While there is evidence that Maine's earliest inhabitants were descendants of Ice Age hunters, the Micmacs and Abanakis (or Wabanakis) were credited with the earliest settlement of Maine. The Micmacs of eastern Maine and New Brunswick were largely a warlike people, while the more numerous Abnakis were a peaceful nation, given to farming and fishing as a way of life. Although dozens of tribes once inhabited the land, only two remain today. Passamaquoddies (1,500) live on two reservations, the largest of which is located Pleasant Point near Eastport. The Penobscots (1,200) live on Indian Island in the Penobscot River at Old Town.
The first white settlement was established by the Plymouth Company at Popham in 1607, the same year of the settlement at Jamestown, Virginia. Because the Popham colony didn't survive the harsh Maine winters, Jamestown enjoys the distinction of being regarded as America's first permanent settlement.
The question of Maine's ownership was a matter of continuing dispute between England and France throughout the first half of the 18th century. The period was also marked by a series of Indian raids on white settlements which had the active support of the French interested in seeing the English settlers driven from the land.
In the late-1700s, a number of battles flared up in Maine during the Revolutionary War.
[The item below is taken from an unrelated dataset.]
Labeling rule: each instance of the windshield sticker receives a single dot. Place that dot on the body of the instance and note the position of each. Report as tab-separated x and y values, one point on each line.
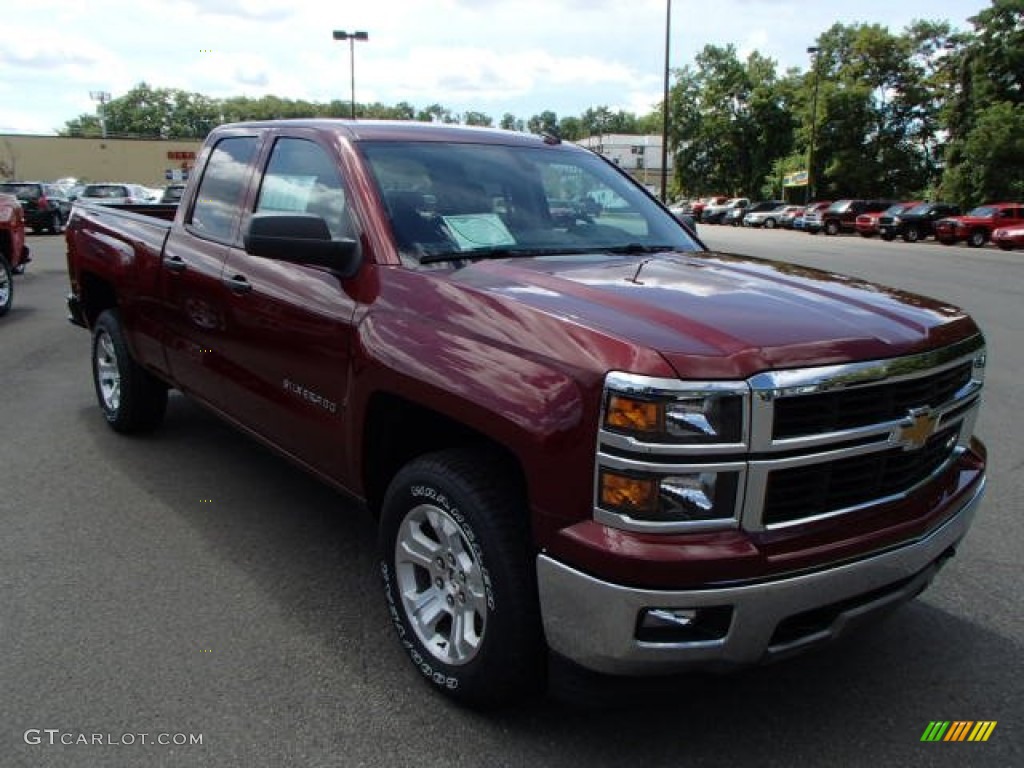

Maine opposed the oppressive colonial tax policies of the British Government. The Revolution cost Maine dearly. About 1,000 men lost their lives in the war, the district's sea trade was all but destroyed, the principal city had been leveled by bombardment, and Maine's overall share of the war debt amounted to more than would later be imposed upon it by the Civil War.
Congress established Maine as the 23rd state under the Missouri Compromise of 1820. This arrangement allowed Maine to join the Union as a free state, with Missouri entering a year later as a slave state, thereby preserving the numerical balance between free and slave states in the nation.
Once Maine became a separate state there followed a period of tremendous economic growth in which a number of important mining manufacturing industries emerged. Lumbering, traditional fishing and shipbuilding pursuits entered a boom period and ice harvesting, granite and lime quarrying also developed as important industries.
Water-powered factories began to spring up beside the numerous sawmills already located along Maine's important rivers. Textiles, paper and leather products all became primary sources of manufacturing employment.
Fishing and farming were also important, but were subject to greater economic fluctuations. The overall economic picture - although periodically disturbed by such developments as the Civil War and the Industrial Revolution - continued on a relatively prosperous course throughout the remainder of the 19th century.
Maine's textile and leather industries enjoyed a dramatic upward surge following the Civil War, while farming activity correspondingly decreased. Responding to Thomas Edison's discoveries in the 1890s, Maine began utilizing its vast river resources for the development of hydroelectric power. Plants for the production of electricity were built principally on the Androscoggin, Kennebec, Penobscot and Saco Rivers.
Maine's industrial growth continued, although at a much slower pace, into the 20th century. Expansion of the pulp and paper industry offset the loss of textile mills to the South. Large potato-growing, dairy and poultry farms replaced the decreasing number of small family farms.
Throughout the second half of the 20th century' Maine has struggled to find a proper balance between resource-based industrial development and environmental protection. The state has come to rely heavily on tourism, small manufacturing enterprises defense-related activities and installations for much of its economic base.